Transcriptome Analysis of Human Cancer Cells with Depleted or Overexpressed STELLA Proteins [RNA-seq]

UHRF1 maintains DNA methylation by recruiting DNA methyltransferases (DNMT’s) to chromatin. These dynamics are well defined for mouse STELLA (mSTELLA) but poorly characterized for human STELLA (hSTELLA). Herein, we demonstrate that hSTELLA is defective, while mSTELLA is fully proficient in associating with UHRF1 and inhibiting the abnormal DNA methylation and oncogenic functions of UHRF1 in human cancer cells. We illustrate, in structural studies a region of low sequence homology between the above STELLA orthologs, allows mSTELLA but not hSTELLA to bind tightly to the essential histone binding domains of UHRF1, thus mediating their above functional differences.
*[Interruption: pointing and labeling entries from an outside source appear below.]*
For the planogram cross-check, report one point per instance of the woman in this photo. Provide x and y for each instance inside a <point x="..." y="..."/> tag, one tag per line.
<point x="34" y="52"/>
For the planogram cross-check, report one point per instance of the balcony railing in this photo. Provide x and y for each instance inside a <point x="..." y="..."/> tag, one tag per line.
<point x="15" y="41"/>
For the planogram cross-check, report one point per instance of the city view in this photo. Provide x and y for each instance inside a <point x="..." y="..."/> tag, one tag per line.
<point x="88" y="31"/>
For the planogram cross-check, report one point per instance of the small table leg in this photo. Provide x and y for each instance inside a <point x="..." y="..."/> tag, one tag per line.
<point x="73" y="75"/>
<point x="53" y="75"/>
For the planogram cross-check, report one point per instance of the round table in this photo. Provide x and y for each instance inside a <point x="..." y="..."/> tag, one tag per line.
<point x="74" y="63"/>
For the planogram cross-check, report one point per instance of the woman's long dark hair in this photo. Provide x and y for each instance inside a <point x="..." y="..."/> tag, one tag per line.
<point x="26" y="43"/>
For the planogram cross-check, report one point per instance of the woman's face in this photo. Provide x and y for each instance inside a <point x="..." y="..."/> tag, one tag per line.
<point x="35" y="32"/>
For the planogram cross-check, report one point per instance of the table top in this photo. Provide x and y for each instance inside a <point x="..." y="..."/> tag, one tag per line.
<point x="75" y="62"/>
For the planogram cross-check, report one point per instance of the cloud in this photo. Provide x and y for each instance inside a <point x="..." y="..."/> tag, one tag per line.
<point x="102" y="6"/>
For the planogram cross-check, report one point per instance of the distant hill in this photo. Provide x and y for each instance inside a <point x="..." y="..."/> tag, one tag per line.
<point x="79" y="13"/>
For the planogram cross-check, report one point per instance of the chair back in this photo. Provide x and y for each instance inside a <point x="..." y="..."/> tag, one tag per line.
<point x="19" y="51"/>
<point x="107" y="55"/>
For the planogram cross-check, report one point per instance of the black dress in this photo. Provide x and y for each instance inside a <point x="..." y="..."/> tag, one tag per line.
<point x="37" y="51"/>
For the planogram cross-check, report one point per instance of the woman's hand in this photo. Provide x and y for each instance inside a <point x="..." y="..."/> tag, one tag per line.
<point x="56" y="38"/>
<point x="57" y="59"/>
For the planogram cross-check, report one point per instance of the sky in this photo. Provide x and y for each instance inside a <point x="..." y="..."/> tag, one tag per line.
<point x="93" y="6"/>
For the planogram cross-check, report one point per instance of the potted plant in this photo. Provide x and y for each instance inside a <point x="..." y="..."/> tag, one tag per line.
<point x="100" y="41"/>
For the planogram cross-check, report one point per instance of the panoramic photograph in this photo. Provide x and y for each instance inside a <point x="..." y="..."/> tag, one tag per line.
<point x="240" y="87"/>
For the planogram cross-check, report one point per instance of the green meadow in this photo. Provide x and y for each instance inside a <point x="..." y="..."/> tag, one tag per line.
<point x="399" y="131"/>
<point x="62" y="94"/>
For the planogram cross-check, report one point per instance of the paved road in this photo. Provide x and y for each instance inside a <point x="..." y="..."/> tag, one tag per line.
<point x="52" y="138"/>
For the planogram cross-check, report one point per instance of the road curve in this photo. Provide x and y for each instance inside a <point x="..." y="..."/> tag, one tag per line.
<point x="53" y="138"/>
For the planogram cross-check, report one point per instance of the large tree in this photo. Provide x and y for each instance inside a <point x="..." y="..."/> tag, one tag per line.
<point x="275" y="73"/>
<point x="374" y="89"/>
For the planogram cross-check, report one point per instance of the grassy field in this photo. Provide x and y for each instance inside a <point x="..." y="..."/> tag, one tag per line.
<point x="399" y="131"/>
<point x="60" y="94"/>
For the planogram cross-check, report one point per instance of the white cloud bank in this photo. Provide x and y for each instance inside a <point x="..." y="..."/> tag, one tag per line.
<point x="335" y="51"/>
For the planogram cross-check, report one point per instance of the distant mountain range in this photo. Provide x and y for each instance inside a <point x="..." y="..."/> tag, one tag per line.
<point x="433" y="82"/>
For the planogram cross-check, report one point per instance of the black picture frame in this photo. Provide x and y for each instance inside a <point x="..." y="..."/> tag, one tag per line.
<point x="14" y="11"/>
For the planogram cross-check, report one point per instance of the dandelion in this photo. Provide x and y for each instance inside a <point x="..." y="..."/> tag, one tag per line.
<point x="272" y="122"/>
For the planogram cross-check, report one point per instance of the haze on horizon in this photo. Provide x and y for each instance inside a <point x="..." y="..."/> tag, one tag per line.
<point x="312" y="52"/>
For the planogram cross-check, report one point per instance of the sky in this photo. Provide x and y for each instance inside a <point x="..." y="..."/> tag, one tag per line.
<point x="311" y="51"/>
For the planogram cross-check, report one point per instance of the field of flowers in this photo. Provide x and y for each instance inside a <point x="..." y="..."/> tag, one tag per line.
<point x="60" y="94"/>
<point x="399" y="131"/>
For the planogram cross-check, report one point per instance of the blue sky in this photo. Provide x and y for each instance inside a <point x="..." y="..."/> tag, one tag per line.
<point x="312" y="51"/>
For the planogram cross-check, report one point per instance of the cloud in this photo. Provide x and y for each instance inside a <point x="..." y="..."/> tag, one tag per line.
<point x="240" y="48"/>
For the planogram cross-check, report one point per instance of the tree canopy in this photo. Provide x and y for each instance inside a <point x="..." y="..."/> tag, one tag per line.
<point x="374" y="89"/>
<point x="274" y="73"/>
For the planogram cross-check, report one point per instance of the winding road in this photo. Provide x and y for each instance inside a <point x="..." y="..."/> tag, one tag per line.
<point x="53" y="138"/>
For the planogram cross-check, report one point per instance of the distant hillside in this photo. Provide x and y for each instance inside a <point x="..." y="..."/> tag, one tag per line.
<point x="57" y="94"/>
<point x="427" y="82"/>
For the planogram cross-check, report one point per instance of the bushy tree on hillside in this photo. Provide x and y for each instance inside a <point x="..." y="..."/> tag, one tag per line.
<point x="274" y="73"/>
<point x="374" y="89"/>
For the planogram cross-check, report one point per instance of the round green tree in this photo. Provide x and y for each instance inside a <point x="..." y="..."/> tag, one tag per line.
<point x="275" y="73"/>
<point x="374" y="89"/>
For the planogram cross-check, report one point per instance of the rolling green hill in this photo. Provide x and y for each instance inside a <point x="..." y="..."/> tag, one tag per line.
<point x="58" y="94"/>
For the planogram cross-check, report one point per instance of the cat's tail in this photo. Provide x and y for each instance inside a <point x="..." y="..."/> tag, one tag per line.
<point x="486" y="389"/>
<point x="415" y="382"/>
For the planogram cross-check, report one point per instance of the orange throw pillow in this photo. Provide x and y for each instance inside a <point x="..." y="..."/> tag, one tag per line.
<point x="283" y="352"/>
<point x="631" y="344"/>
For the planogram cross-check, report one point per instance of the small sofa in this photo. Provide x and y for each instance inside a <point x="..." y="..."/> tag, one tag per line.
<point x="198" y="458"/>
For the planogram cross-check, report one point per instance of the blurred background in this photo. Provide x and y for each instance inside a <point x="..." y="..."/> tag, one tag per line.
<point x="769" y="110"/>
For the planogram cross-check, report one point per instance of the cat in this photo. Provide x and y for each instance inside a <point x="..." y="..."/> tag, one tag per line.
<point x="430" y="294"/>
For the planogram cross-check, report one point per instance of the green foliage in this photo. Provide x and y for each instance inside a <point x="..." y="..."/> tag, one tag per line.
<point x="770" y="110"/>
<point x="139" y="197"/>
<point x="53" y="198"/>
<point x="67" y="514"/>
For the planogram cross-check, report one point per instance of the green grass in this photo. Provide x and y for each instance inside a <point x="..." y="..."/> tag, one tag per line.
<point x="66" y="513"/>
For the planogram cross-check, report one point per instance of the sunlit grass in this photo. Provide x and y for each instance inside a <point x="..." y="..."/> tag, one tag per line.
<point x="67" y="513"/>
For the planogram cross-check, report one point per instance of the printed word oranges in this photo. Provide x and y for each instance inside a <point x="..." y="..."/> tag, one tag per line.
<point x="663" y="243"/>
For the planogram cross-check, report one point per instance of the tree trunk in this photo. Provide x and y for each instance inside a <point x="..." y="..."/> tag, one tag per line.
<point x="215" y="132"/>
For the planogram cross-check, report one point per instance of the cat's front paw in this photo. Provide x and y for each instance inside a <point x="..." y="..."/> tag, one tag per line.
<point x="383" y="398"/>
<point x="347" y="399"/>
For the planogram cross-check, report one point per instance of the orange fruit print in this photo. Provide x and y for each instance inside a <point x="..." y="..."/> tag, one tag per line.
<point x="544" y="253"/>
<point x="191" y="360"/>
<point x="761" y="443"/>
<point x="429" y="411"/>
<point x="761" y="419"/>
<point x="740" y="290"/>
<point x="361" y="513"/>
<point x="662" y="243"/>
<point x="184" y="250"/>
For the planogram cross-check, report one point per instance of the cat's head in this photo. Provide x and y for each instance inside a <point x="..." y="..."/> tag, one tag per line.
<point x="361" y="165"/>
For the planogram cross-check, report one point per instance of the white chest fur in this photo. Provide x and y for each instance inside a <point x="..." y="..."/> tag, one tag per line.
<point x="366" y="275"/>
The ortholog-specific binding modes of STELLA proteins with UHRF1 prompt us to explore a rationale for designing UHRF1 inhibitors for cancer therapy. For this, we use a lipid nanoparticle (LNP)-mediated mRNA delivery approach demonstrating the short mSTELLA, but not hSTELLA regions are required to reverse cancer-specific DNA methylation abnormalities and impair CRC tumor growth. To investigate the role of hSTELLA versus mSTELLA in regulating abnormal DNA hypermethylation associated tumor suppressor genes (TSGs) silencing, we established hSTELLA-knockout isogenic cell clones in BeWo and NCCIT cells. The transcriptome changes induced by hSTELLA-knockout were studied on the cell clones transduced with control sgRNAs (sgSCR) and hSTELLA-targeting sgRNAs. Next, we stably over-expressed both hSTELLA and mSTELLA in both HCT116 and RKO cells, and compared the transcriptome differences (relative to EV) between cells with hSTELLA overexpression and cells with mSTELLA overexpression To define the key regions mediating the functional differences between hSTELLA and mSTELLA, we designed two chimeric mutants for C-terminal mSTELLA which replace the corresponding sequences from hSTELLA. The two mutants were designated as mSTELLA-Swap1 and mSTELLA-Swap2, respectively. We compared the transcriptome changes induced by these mutants with those induced by mSTELLA and hSTELLA, upon their stable overexpression in UHRF1-deficient HCT116 cells (HCT116_UHRF1_def or HCT116-UHRF1+/-). Based on the above findings, we utilized a lipid nanoparticle (LNP) approach for delivering mRNAs encoding mSTELLA and mSTELLA-Swap1 into HCT116 cells. Cells treated with LNP-mSTELLA and LNP-mSTELLA-Swap1 were collected at Days 2, 6 and 10, and the transcriptome differences for each group were compared at each time point.